AI: An Interesting Day
The plan for today was to write about Turing and intelligence. People misunderstand Turing and his test because they assume that Turing, being a mathematician and engineer, knew nothing about “intelligence”. That’s wrong. But it’s for another day.
Among other tasks today, I had a user report of poor performance in the Tinderbox attribute browser. The user’s document is about 3,500 notes, which used to be a really big document, and so performance issues aren’t a surprise. In the presence of attribute and rules, the Attribute Browser must consider every note, perhaps every three seconds. If there are lots of notes, that might be a problem.
I used the profiler to verify that this was, in fact, a bottleneck. A key step is that, before you can decide the categories of the Attribute Browser, you’ve got to know what values the attribute takes on. That means looking at every note. This took perhaps 25% of the available time and blocked the main and the agent threads. Could it be faster?

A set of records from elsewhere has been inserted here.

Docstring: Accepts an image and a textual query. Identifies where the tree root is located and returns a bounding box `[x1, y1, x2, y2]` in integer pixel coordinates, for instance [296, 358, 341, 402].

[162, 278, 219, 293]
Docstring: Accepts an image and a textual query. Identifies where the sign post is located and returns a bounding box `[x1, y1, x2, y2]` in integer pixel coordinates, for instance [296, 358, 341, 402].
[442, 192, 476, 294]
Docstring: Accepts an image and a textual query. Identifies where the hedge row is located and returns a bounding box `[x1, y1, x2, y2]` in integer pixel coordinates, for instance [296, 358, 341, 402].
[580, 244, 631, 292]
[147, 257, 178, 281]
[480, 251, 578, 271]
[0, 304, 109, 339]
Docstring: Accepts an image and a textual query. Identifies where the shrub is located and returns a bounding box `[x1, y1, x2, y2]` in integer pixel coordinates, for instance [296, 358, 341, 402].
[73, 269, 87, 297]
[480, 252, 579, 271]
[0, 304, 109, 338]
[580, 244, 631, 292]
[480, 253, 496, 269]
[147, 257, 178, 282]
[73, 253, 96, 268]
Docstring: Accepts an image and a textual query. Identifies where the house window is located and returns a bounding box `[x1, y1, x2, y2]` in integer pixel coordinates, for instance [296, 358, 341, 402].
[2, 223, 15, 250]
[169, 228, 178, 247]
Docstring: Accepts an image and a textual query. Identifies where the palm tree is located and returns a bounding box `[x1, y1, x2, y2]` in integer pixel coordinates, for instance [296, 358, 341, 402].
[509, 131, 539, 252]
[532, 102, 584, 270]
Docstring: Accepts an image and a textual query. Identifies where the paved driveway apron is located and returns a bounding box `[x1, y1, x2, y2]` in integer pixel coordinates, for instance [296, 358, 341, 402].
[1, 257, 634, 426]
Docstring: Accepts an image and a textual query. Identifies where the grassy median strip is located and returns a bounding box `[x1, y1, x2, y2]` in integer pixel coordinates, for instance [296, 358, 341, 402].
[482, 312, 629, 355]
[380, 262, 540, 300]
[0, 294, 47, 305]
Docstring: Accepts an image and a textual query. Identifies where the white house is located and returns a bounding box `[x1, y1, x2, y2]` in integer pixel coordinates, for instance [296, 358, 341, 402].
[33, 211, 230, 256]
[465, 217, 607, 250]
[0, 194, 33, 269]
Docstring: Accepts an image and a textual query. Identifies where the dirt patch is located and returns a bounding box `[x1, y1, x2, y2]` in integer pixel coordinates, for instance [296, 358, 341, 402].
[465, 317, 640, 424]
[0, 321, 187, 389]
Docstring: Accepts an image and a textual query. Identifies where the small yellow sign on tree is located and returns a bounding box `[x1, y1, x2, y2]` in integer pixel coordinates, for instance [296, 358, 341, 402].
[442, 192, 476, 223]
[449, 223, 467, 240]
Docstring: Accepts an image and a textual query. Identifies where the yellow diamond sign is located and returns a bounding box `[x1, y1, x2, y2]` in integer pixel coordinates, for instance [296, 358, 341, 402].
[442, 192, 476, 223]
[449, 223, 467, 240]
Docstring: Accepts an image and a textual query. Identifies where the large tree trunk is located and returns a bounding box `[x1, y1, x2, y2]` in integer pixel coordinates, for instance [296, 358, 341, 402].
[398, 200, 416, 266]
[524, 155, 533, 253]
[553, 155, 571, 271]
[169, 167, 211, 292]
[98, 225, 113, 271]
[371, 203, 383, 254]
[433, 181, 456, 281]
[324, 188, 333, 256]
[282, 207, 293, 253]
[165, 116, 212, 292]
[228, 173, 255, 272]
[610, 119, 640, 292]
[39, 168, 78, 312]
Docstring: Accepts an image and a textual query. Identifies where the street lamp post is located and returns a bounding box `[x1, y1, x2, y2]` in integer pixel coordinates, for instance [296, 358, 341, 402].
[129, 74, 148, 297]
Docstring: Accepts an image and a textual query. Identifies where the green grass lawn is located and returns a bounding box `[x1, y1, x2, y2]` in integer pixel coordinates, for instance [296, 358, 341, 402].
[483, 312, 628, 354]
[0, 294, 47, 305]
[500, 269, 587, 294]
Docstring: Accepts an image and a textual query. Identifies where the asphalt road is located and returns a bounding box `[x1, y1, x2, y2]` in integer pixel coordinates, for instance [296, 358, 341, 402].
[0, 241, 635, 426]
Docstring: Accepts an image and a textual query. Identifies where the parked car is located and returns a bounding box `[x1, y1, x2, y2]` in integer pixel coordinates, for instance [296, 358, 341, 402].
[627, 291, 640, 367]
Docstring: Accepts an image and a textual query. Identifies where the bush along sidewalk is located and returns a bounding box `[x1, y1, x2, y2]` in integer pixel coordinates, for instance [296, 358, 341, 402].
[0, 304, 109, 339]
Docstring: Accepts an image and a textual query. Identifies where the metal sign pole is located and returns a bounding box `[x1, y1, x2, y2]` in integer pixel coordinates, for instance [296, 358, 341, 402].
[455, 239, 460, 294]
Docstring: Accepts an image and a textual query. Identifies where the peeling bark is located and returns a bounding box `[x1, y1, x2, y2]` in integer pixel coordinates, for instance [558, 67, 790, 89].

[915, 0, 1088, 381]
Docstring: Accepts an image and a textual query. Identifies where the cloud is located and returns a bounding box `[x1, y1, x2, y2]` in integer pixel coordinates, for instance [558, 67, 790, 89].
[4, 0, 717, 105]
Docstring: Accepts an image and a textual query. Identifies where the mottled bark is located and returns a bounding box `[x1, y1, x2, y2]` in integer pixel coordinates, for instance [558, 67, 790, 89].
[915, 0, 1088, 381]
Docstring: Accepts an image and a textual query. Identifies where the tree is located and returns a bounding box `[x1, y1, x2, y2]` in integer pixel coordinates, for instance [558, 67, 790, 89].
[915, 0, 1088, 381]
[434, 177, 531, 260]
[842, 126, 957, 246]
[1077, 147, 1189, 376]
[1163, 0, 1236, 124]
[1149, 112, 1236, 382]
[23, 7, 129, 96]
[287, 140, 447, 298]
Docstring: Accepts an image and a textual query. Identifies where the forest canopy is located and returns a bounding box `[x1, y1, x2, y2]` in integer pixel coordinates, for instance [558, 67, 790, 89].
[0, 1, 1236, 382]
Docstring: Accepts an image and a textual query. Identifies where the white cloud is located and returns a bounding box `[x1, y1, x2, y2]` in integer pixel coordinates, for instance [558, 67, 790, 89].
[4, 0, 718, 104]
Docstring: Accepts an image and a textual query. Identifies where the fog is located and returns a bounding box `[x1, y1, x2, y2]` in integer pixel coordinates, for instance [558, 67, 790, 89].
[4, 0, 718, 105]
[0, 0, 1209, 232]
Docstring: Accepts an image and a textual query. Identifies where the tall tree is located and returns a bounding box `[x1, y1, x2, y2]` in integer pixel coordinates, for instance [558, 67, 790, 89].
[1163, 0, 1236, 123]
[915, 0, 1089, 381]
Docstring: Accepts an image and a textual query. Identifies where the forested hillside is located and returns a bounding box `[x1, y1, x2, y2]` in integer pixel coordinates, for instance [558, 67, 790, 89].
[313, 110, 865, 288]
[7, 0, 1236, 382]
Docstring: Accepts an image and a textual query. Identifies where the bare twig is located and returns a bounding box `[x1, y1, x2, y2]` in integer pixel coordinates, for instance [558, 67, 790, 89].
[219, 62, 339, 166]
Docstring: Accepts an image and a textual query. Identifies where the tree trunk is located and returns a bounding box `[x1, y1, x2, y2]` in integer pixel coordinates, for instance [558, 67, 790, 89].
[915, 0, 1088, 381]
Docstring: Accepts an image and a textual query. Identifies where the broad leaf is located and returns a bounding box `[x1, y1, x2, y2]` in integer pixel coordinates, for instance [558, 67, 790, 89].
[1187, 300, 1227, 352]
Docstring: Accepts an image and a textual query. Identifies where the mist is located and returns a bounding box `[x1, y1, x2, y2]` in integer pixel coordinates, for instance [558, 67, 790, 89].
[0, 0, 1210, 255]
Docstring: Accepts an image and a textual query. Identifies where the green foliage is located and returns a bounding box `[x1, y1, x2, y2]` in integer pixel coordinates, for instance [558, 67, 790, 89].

I asked Claude, “here’s how we do things now. Could we do this in parallel?” Claude replied that “Yes! It certainly would be faster in parallel. But remember: I have a note about a complete bollix we had with lazy evaluation in dispatch_apply in another chat last week. We don’t want to do that again!” This was the first concrete success for Claude’s note taking.
So, Claude proposed a fairly standard approach using a `dispatch_group`: set a bunch of processes working on separate parts of the document, wait for them all to finish, then merge the results. It wasn’t a pretty method, but OK: it worked, and cleaned out about 20% of the workload.
I’d tweaked Claude’s proposal en passant because it really wasn’t written in my style, but even so, this was ugly. So I refactored to a method object, and then did a bunch of extract methods and extract instance variable to clean things up. At this point, I sent it all back to Claude, hoping that Claude would get some style hints. Instead it pointed out a race condition in my code. (It was also a race condition in Claude’s code, but this isn’t a competition.) So, we got rid of that.
At this point, we’re fast. I’ve made the point to Claude (I hope) that casts are a code smell and that storing naked pointers in NSValue wrappers is really unsightly. The result is reasonable code, code that is very much mine, but Claude really did help out.